Мор сделал короткую паузу. Его насос колотился так сильно, что кожа покрылась рябью. Но когда он продолжил, его голос звучал мягче.
— Ты мне нравишься, Бэнкрофт. Ты с нами честен. Но мне не нравится ваша раса. Мне не нравится, как ваша раса обращается с меньшими братьями. Я не хочу, чтобы карамбиане оказались в таком же положении.
— Мор! — Страстная речь монопода вывела Бэнкрофта из привычного равновесия. — Что ты такое говоришь? Ради всего святого, остановись! — Его взгляд был прикован к гипнотическому колебанию насоса: старый карамбианин явно вредил себе, так сильно нервничая. — Никто не собирается порабощать вас. Мы этим не занимаемся.
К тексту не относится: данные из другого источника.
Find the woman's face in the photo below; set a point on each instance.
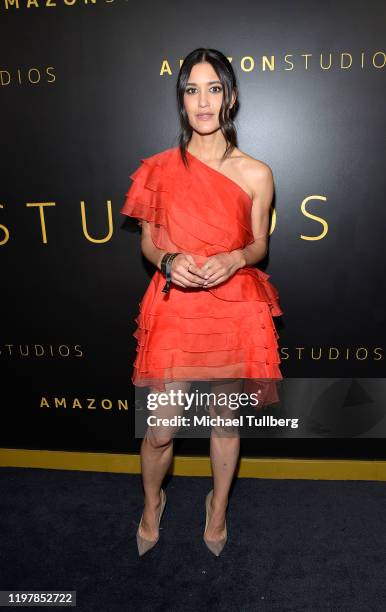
(203, 98)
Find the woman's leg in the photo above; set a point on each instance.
(224, 454)
(156, 457)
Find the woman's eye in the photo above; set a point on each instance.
(190, 90)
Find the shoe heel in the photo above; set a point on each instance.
(214, 546)
(144, 545)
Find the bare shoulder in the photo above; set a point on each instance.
(250, 165)
(254, 173)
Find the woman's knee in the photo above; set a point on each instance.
(159, 440)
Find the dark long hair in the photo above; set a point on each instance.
(227, 77)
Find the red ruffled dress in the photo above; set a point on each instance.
(224, 332)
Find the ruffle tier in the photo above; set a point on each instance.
(218, 341)
(224, 332)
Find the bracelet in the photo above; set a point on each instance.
(166, 268)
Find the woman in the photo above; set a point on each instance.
(204, 211)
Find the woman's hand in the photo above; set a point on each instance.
(218, 268)
(185, 272)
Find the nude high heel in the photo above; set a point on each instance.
(215, 546)
(143, 544)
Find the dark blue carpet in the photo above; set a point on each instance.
(292, 545)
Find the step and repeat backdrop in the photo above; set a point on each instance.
(87, 89)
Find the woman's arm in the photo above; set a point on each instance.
(150, 251)
(263, 188)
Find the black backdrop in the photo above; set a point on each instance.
(87, 90)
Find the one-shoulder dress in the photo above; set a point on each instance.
(224, 332)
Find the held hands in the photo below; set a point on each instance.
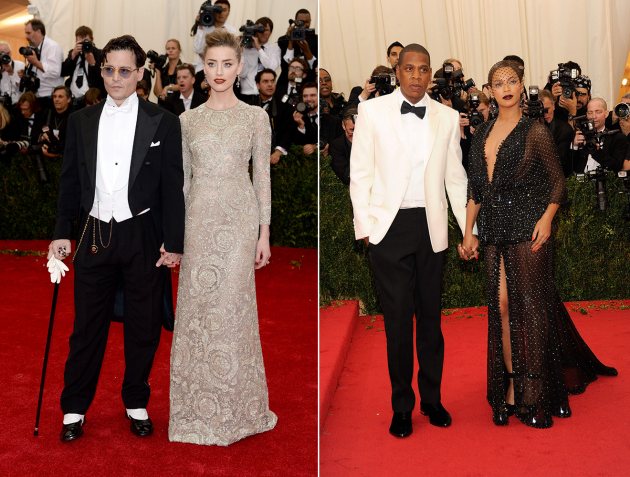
(168, 259)
(263, 251)
(469, 248)
(542, 232)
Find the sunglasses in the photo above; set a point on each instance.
(123, 71)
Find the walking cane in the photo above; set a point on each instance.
(48, 339)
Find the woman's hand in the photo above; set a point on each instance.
(469, 248)
(542, 232)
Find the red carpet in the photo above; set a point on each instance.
(595, 441)
(287, 297)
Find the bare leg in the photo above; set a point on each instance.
(505, 331)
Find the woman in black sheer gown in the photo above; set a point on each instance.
(536, 357)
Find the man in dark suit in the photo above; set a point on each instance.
(561, 131)
(187, 97)
(341, 147)
(609, 154)
(83, 68)
(122, 177)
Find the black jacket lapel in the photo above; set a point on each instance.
(146, 126)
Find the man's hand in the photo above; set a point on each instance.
(275, 157)
(168, 259)
(59, 249)
(299, 119)
(309, 149)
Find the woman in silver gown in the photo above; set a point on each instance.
(536, 357)
(218, 387)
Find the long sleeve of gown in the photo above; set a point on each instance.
(260, 165)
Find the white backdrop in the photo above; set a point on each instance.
(594, 33)
(152, 22)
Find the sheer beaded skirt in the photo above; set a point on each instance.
(549, 357)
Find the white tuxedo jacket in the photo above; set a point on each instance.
(380, 170)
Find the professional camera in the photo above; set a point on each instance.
(622, 110)
(295, 99)
(87, 46)
(158, 60)
(29, 82)
(534, 107)
(249, 30)
(299, 31)
(475, 118)
(566, 76)
(207, 12)
(26, 51)
(385, 83)
(598, 176)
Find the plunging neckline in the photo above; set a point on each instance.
(498, 150)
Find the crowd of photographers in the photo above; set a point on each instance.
(38, 94)
(591, 139)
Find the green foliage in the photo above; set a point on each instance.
(592, 250)
(294, 200)
(28, 207)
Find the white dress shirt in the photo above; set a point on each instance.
(116, 132)
(416, 131)
(199, 43)
(79, 71)
(51, 57)
(268, 56)
(10, 83)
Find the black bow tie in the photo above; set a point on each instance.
(418, 111)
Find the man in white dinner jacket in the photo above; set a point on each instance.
(405, 157)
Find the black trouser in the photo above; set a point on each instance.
(132, 253)
(408, 276)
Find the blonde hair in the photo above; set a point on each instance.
(222, 37)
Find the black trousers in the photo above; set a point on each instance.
(132, 254)
(408, 276)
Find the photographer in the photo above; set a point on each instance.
(280, 114)
(44, 62)
(53, 137)
(595, 147)
(335, 102)
(208, 22)
(165, 69)
(341, 147)
(561, 131)
(187, 98)
(300, 41)
(9, 78)
(258, 54)
(370, 90)
(83, 66)
(306, 124)
(292, 82)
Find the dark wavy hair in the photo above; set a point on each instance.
(126, 43)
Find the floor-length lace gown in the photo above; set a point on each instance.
(218, 386)
(549, 357)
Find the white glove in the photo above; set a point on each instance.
(57, 269)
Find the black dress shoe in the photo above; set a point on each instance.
(71, 432)
(438, 416)
(141, 427)
(401, 424)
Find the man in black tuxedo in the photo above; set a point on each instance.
(122, 177)
(561, 131)
(188, 97)
(83, 68)
(609, 154)
(341, 147)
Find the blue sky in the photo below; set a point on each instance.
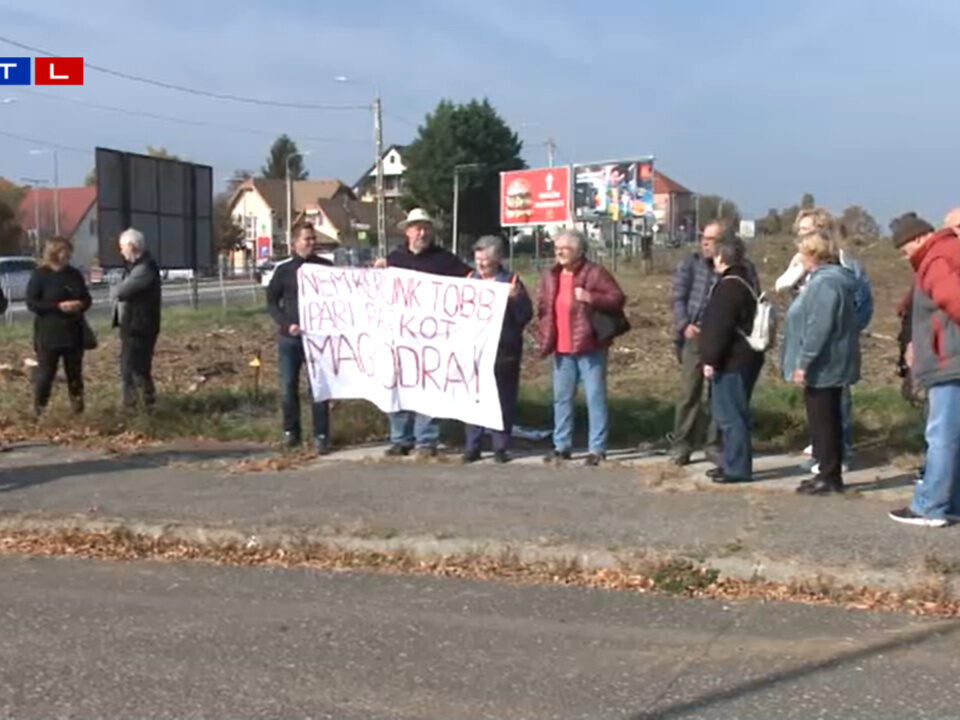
(851, 100)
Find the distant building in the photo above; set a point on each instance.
(78, 221)
(673, 204)
(393, 173)
(260, 207)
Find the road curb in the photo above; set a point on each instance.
(742, 565)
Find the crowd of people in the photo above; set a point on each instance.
(58, 296)
(717, 305)
(715, 302)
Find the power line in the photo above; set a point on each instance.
(45, 143)
(401, 119)
(186, 89)
(174, 119)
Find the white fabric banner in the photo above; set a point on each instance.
(403, 340)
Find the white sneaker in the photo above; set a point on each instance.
(908, 517)
(844, 467)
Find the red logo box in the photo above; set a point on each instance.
(58, 71)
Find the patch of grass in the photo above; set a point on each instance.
(678, 577)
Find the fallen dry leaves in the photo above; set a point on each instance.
(677, 577)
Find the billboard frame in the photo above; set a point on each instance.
(596, 217)
(106, 244)
(569, 210)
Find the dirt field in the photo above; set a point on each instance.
(209, 391)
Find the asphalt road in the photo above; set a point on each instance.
(155, 640)
(174, 294)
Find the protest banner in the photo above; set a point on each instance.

— Но я бывал на Земле, если ты помнишь. Что скажешь насчет вашего крупного рогатого скота и овец?
— А ты что скажешь насчет ваших гастроподов? — Бэнкрофт внезапно почувствовал себя уязвленным.
— Это другое дело! — безо всякой логики заявил Мор. — Во всяком случае, мы не сажаем гастроподов в клетки, не держим в зоопарках и уж тем более не едим. Они вольны приходить и уходить, когда им вздумается.
— Но что именно тебя пугает? — подумав немного, спросил Бэнкрофт. — Ради чего нам вас порабощать?
Мор моргнул. Он слишком увлекся и наговорил лишнего.
— Только карамбиане знают, как добывать шуум, — сказал он. Его голос зазвучал прерывисто. Насос заметно ускорился, и монопода начало подергивать. — Иди... и... забери... своего... друга! — Он резко дернулся, развернулся и поскакал прочь по иссохшему серому фунту.
Тропа через хлыст-рощу была хорошо утоптана. Топкие зеленые стволы поднимались из неплодородной почвы, на которой больше ничего не росло, и уходили в небо метров на пятнадцать, утончаясь к вершине. Шагая по тропе, Бэнкрофт дивился сказочному виду вокруг. Свет, пробиваясь сквозь скопление гладких стволов, приобретал жуткий изумрудный оттенок, а сами стволы казались полупрозрачными и расплывчатыми, как заросли водорослей, плавно колеблющихся в подводном течении.